Program Paradoxes: As we think more about ourselves, we think more of ourselves.
The Program involves a lot of introspection. Working the Steps consists of thinking a lot about myself. Moral and personal inventories, Step Five conversations where I talk about myself, review of my defects, making amends for my behaviours, and on and on.
Pre-Program habits of self-contemplation had led to omphaloskepsis, self-absorbed navel-gazing. This path took me nowhere, or worse to brooding, maudlin reflections. But thinking about myself with the Steps as guides led to new outcomes. The disciplines of structured inventories and constructive sharing meant that thinking about myself led to character development. And character development allowed me the beginnings of self-respect and self-esteem.
By thinking more about myself, I began to think more of myself.
It was not until I turned this corner and could look back on my life that I saw how desperately I had loathed myself.
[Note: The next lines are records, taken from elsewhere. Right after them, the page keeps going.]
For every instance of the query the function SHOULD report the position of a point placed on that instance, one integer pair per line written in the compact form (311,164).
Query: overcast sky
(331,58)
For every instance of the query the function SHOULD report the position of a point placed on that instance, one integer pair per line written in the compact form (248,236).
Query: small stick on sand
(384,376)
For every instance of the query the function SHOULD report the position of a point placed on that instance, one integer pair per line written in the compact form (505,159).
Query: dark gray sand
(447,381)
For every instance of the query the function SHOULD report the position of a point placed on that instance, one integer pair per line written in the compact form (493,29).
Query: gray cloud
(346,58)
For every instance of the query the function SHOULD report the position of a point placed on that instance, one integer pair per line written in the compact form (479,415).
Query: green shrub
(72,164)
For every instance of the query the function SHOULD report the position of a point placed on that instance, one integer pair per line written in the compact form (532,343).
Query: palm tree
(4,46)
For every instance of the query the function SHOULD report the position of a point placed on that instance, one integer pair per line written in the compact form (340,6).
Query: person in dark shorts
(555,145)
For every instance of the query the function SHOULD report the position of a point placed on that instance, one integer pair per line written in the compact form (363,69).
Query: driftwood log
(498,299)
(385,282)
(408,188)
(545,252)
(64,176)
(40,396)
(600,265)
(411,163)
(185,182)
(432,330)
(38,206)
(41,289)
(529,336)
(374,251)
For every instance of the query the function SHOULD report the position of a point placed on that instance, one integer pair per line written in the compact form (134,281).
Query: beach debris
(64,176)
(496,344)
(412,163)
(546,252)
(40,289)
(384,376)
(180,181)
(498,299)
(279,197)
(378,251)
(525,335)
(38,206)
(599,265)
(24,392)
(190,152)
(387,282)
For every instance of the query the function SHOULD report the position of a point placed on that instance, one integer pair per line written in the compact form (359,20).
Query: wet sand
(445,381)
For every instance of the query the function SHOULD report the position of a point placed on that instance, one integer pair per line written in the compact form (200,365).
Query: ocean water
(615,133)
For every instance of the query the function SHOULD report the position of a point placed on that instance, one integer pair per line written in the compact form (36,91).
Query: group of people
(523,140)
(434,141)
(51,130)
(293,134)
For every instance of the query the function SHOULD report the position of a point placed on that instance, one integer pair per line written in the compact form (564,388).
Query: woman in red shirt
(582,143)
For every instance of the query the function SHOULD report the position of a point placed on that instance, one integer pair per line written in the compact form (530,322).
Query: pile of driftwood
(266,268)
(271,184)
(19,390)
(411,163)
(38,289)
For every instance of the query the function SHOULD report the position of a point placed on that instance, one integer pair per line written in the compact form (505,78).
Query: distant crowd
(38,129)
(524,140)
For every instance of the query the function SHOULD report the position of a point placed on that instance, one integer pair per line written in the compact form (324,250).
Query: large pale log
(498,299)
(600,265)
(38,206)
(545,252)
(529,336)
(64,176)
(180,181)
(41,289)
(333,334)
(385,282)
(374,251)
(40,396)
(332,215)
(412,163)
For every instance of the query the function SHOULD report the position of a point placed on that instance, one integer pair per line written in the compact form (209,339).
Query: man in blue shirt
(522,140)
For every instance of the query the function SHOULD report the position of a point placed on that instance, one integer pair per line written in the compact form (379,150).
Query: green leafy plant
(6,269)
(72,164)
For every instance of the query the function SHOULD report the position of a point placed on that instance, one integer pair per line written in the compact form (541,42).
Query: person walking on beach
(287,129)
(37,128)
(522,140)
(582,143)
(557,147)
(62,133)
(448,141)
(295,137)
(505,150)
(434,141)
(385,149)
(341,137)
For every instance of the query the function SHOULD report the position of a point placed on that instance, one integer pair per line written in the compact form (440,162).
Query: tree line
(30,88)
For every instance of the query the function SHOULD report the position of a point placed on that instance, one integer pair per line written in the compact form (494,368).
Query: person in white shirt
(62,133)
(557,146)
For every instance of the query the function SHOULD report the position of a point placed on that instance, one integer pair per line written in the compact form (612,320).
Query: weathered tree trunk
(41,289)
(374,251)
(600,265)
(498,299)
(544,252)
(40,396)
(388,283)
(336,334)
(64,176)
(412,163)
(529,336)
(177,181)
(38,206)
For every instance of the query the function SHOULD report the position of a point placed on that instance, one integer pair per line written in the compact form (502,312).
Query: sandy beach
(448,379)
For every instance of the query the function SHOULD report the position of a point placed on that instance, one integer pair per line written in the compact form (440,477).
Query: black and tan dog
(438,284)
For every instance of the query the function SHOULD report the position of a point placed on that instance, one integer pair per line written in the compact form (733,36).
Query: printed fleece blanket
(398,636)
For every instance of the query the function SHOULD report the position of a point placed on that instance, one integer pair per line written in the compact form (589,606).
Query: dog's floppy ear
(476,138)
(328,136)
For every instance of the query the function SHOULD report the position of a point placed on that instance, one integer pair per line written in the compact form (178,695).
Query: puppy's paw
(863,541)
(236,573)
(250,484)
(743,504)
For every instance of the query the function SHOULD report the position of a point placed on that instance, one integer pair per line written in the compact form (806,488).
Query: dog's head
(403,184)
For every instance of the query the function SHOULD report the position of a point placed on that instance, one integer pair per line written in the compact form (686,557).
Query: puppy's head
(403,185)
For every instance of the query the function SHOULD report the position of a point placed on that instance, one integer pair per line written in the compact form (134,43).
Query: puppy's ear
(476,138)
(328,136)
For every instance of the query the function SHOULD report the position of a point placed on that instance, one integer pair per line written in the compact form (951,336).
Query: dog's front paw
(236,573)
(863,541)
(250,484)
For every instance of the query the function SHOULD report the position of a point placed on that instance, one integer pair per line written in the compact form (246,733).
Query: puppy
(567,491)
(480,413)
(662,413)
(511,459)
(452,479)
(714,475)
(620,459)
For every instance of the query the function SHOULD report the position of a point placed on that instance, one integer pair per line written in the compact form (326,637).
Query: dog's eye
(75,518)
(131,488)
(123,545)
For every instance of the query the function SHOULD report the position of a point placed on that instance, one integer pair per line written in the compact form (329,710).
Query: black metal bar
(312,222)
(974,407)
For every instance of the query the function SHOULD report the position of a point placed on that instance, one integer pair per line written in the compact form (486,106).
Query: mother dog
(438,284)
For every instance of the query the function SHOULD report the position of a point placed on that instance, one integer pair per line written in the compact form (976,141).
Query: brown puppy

Recently at a meeting, a returnee was tearfully talking about how this time he had almost killed himself. I thought back to the first suicide ideation that I recalled. I was 15 years old. Even then, I was full of self-loathing and self-doubt. I learned from character development that came from working the Steps that I hated myself and my existence. But with some character development, this self-loathing diminished. I could see reasons for living.
So, by thinking more about myself with the Program Steps as guides, I came to think more of myself.